- Born: April 8, 1978 (age 47) Prague, Czechoslovakia
- Height: 5 ft 9 in (175 cm)
- Weight: 183 lb (83 kg; 13 st 1 lb)
- Position: Left wing
- Shot: Right
- Played for: HC Sparta Praha Ducs d'Angers
- Playing career: 1998–2008

= Tomáš Myšička =

Czech ice hockey left winger

Tomáš Myšička (born April 8, 1978) is a Czech former professional ice hockey left winger.

Myšička played one game for HC Sparta Praha during the 1998–99 Czech Extraliga season. The following year, he moved to France where he played the remainder of his career, beginning with Dauphins d'Épinal of the FFHG Division 1 where he spent four seasons. In 2003, Myšička moved to Ducs d'Angers of the Ligue Magnus. He had an enjoyable first season with 12 goals and 25 points from 23 games, but in his second season his production dropped to just five goals and ten points in 24 games.
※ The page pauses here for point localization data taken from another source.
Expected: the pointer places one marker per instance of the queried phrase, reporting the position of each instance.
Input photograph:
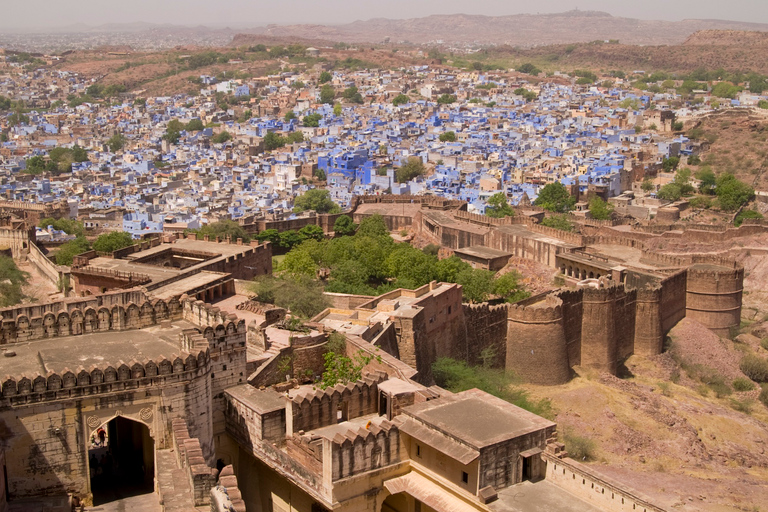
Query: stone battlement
(111, 379)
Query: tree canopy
(370, 263)
(223, 229)
(344, 226)
(555, 198)
(110, 242)
(498, 206)
(11, 281)
(732, 193)
(599, 209)
(316, 199)
(411, 169)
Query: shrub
(744, 406)
(763, 397)
(579, 447)
(754, 367)
(742, 384)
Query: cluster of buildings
(593, 139)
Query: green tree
(352, 94)
(116, 142)
(509, 287)
(194, 125)
(599, 209)
(302, 296)
(316, 199)
(732, 193)
(223, 229)
(312, 232)
(273, 141)
(411, 169)
(340, 369)
(69, 250)
(400, 99)
(670, 192)
(449, 136)
(647, 186)
(671, 163)
(373, 226)
(707, 180)
(555, 198)
(69, 226)
(11, 281)
(327, 94)
(344, 226)
(746, 214)
(269, 235)
(110, 242)
(498, 206)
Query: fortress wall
(649, 336)
(625, 322)
(713, 297)
(673, 298)
(536, 342)
(486, 329)
(573, 311)
(312, 410)
(47, 419)
(49, 322)
(534, 249)
(599, 346)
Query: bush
(754, 367)
(744, 406)
(742, 384)
(763, 397)
(579, 447)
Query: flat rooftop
(477, 418)
(97, 349)
(185, 244)
(478, 251)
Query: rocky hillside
(522, 30)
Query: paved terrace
(97, 349)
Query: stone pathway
(140, 503)
(173, 483)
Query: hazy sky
(47, 13)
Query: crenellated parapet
(204, 314)
(536, 341)
(319, 408)
(363, 449)
(112, 378)
(58, 320)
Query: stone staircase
(173, 484)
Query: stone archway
(121, 460)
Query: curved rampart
(649, 337)
(536, 344)
(599, 347)
(714, 295)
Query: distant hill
(521, 30)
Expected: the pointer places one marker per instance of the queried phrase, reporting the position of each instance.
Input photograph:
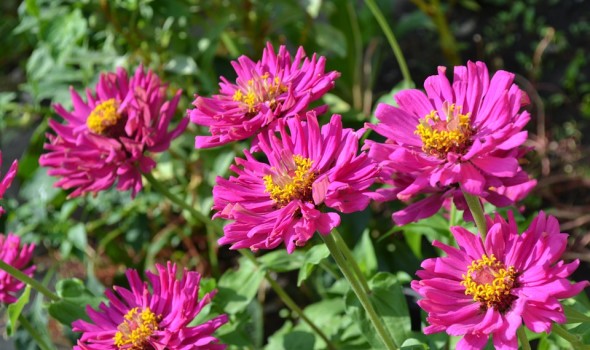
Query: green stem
(290, 303)
(33, 332)
(399, 56)
(453, 215)
(563, 333)
(524, 342)
(358, 290)
(211, 237)
(477, 213)
(213, 229)
(201, 218)
(351, 261)
(19, 275)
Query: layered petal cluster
(465, 136)
(278, 200)
(156, 318)
(277, 86)
(109, 137)
(7, 180)
(17, 256)
(493, 287)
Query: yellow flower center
(439, 137)
(489, 282)
(293, 182)
(104, 119)
(259, 90)
(136, 329)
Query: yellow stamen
(295, 183)
(136, 329)
(104, 118)
(490, 282)
(259, 90)
(440, 137)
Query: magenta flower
(110, 137)
(465, 136)
(491, 288)
(272, 88)
(159, 318)
(279, 200)
(17, 256)
(7, 180)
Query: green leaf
(281, 261)
(413, 344)
(364, 254)
(77, 235)
(574, 316)
(389, 302)
(75, 296)
(311, 259)
(236, 288)
(182, 65)
(15, 309)
(331, 39)
(32, 7)
(293, 340)
(313, 7)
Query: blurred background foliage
(49, 46)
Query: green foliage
(85, 244)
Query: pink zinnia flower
(110, 137)
(465, 136)
(7, 180)
(274, 87)
(279, 200)
(17, 256)
(491, 288)
(159, 318)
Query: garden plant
(321, 174)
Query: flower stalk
(478, 215)
(288, 301)
(399, 56)
(217, 230)
(524, 342)
(345, 266)
(347, 254)
(34, 333)
(19, 275)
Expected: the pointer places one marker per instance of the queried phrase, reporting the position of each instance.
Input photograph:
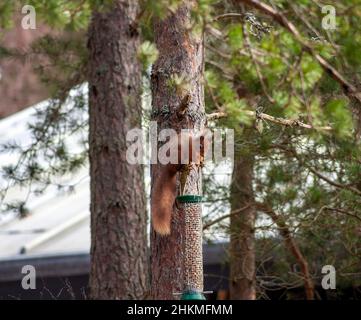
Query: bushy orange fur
(164, 190)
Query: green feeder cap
(192, 295)
(190, 198)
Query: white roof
(59, 222)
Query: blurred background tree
(288, 87)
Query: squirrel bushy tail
(164, 190)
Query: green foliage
(147, 54)
(338, 113)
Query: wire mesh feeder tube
(192, 247)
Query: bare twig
(267, 117)
(348, 88)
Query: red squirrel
(164, 190)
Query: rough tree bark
(180, 54)
(292, 246)
(242, 246)
(118, 212)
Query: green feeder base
(192, 295)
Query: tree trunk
(242, 250)
(119, 268)
(180, 54)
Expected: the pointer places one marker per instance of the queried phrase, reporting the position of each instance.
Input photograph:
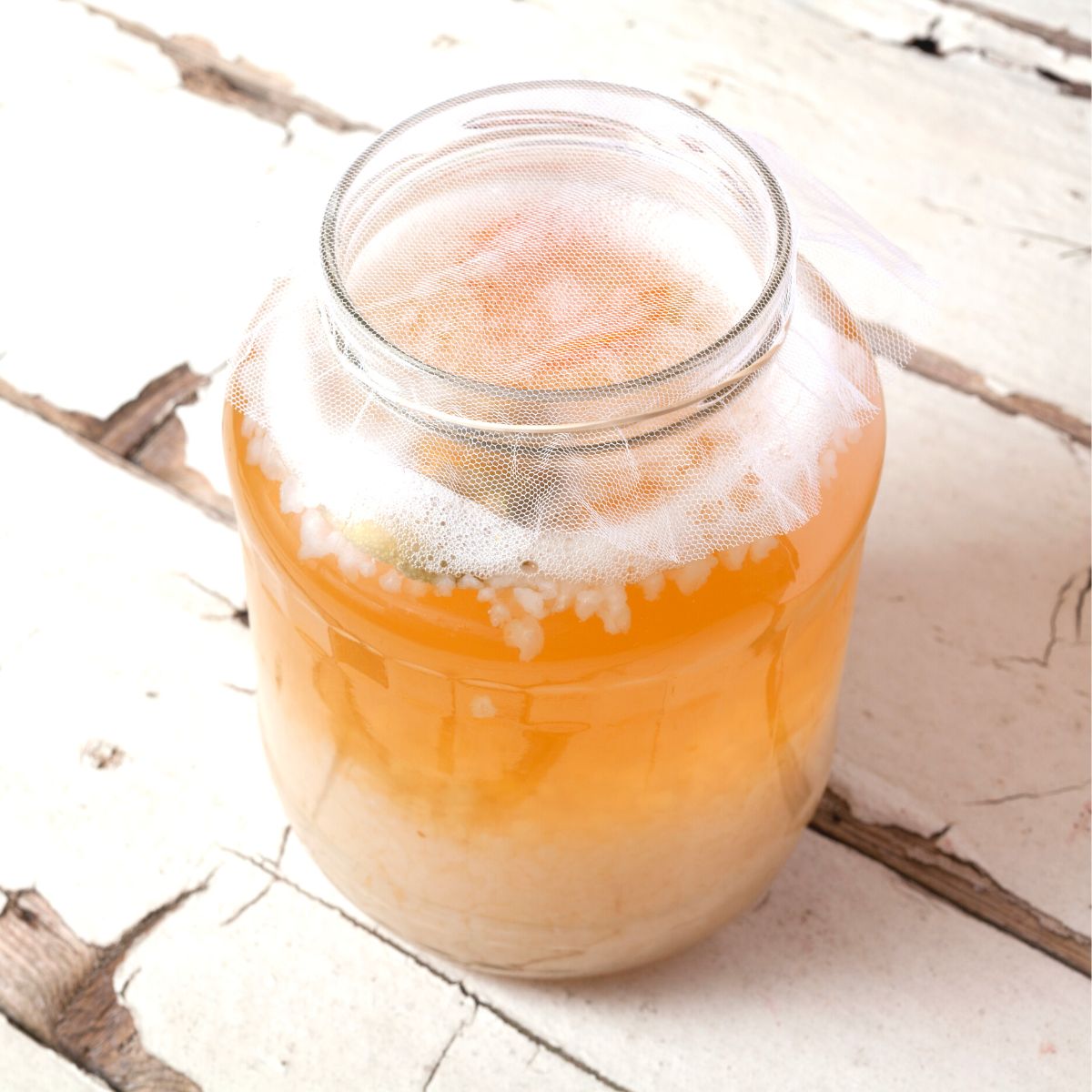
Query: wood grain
(60, 991)
(958, 882)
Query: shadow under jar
(539, 687)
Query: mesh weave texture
(572, 329)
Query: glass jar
(541, 759)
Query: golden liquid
(612, 800)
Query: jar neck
(536, 128)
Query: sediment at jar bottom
(521, 904)
(612, 800)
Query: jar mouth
(545, 119)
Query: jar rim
(774, 279)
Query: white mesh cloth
(573, 329)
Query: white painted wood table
(161, 927)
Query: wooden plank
(970, 158)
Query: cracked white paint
(288, 996)
(847, 976)
(803, 988)
(896, 132)
(876, 801)
(490, 1057)
(107, 640)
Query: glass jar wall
(529, 771)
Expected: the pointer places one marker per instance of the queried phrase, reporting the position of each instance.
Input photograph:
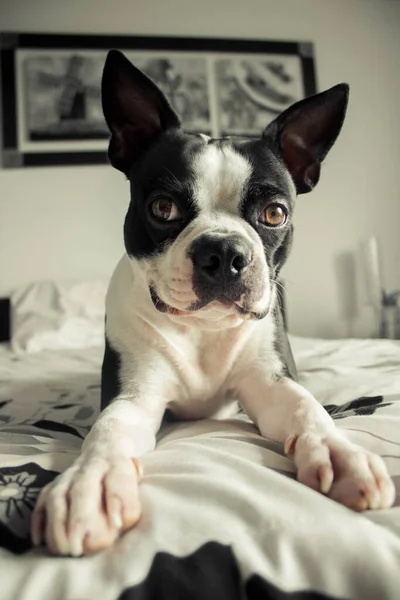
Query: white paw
(343, 471)
(88, 506)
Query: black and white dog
(193, 323)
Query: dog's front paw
(88, 506)
(345, 472)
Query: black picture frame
(237, 84)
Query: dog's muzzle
(220, 261)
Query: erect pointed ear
(136, 111)
(306, 131)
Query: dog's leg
(326, 461)
(86, 508)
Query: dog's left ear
(136, 111)
(305, 132)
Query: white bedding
(216, 513)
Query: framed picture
(51, 102)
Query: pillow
(58, 315)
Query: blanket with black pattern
(224, 517)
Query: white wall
(67, 222)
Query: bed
(223, 517)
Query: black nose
(221, 257)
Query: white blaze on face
(221, 176)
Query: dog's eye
(273, 215)
(164, 209)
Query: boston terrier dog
(193, 322)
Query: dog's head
(210, 220)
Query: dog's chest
(204, 367)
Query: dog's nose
(221, 258)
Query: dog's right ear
(135, 110)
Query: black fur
(110, 382)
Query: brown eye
(164, 209)
(274, 215)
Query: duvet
(223, 516)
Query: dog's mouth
(221, 301)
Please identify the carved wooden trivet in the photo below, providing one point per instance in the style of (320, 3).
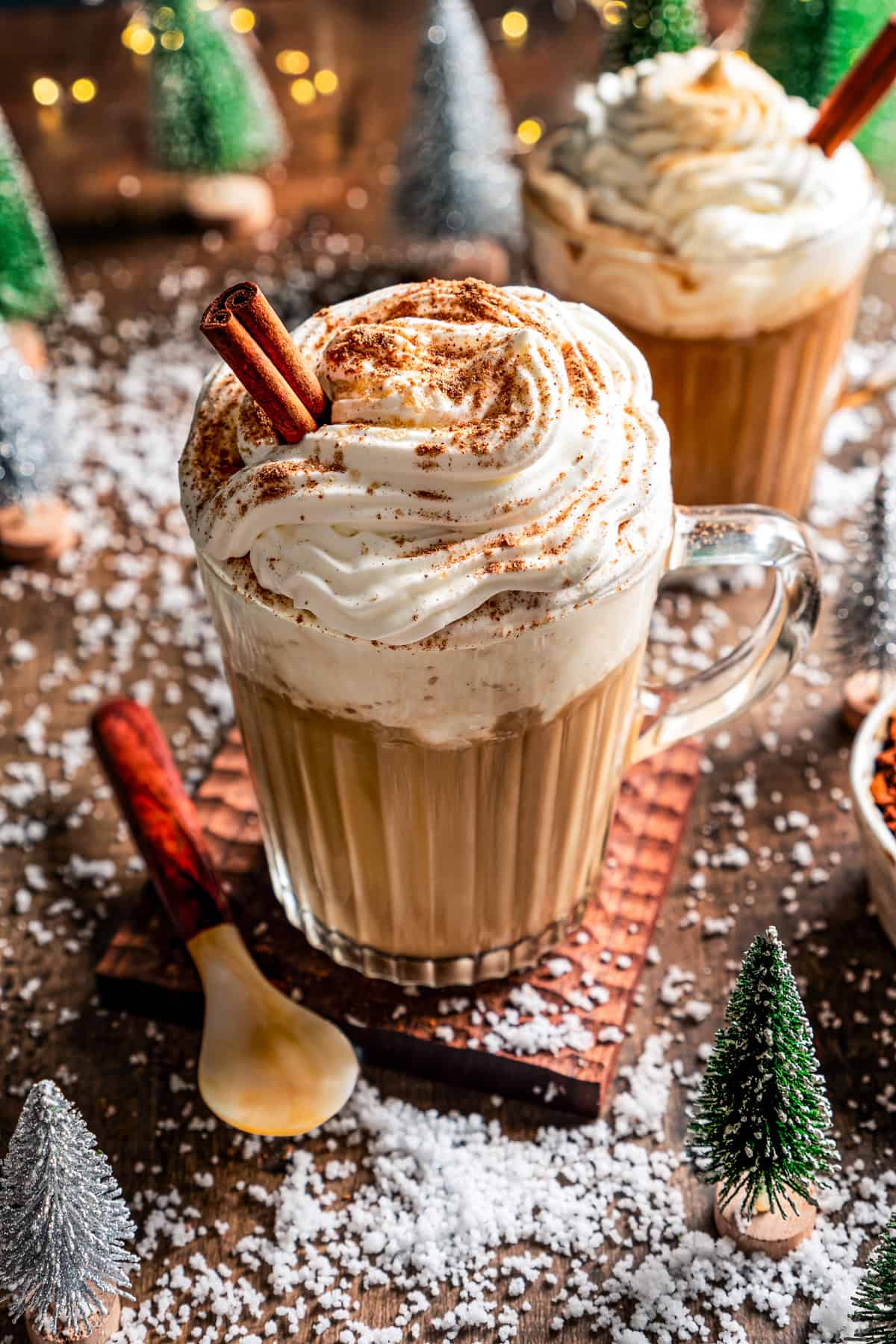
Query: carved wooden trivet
(448, 1034)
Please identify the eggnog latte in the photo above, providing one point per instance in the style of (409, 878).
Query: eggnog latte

In 2005, he returned to Division 1 with Corsaires de Dunkerque before moving to Bisons de Neuilly-sur-Marne a year later. He helped the team earn promotion to the Ligue Magnus in the 2007–08 season, which would be his last as a player.

Myšička played in the 1996 IIHF European U18 Championship for the Czech Republic where he scored two goals and registered two assists in five games.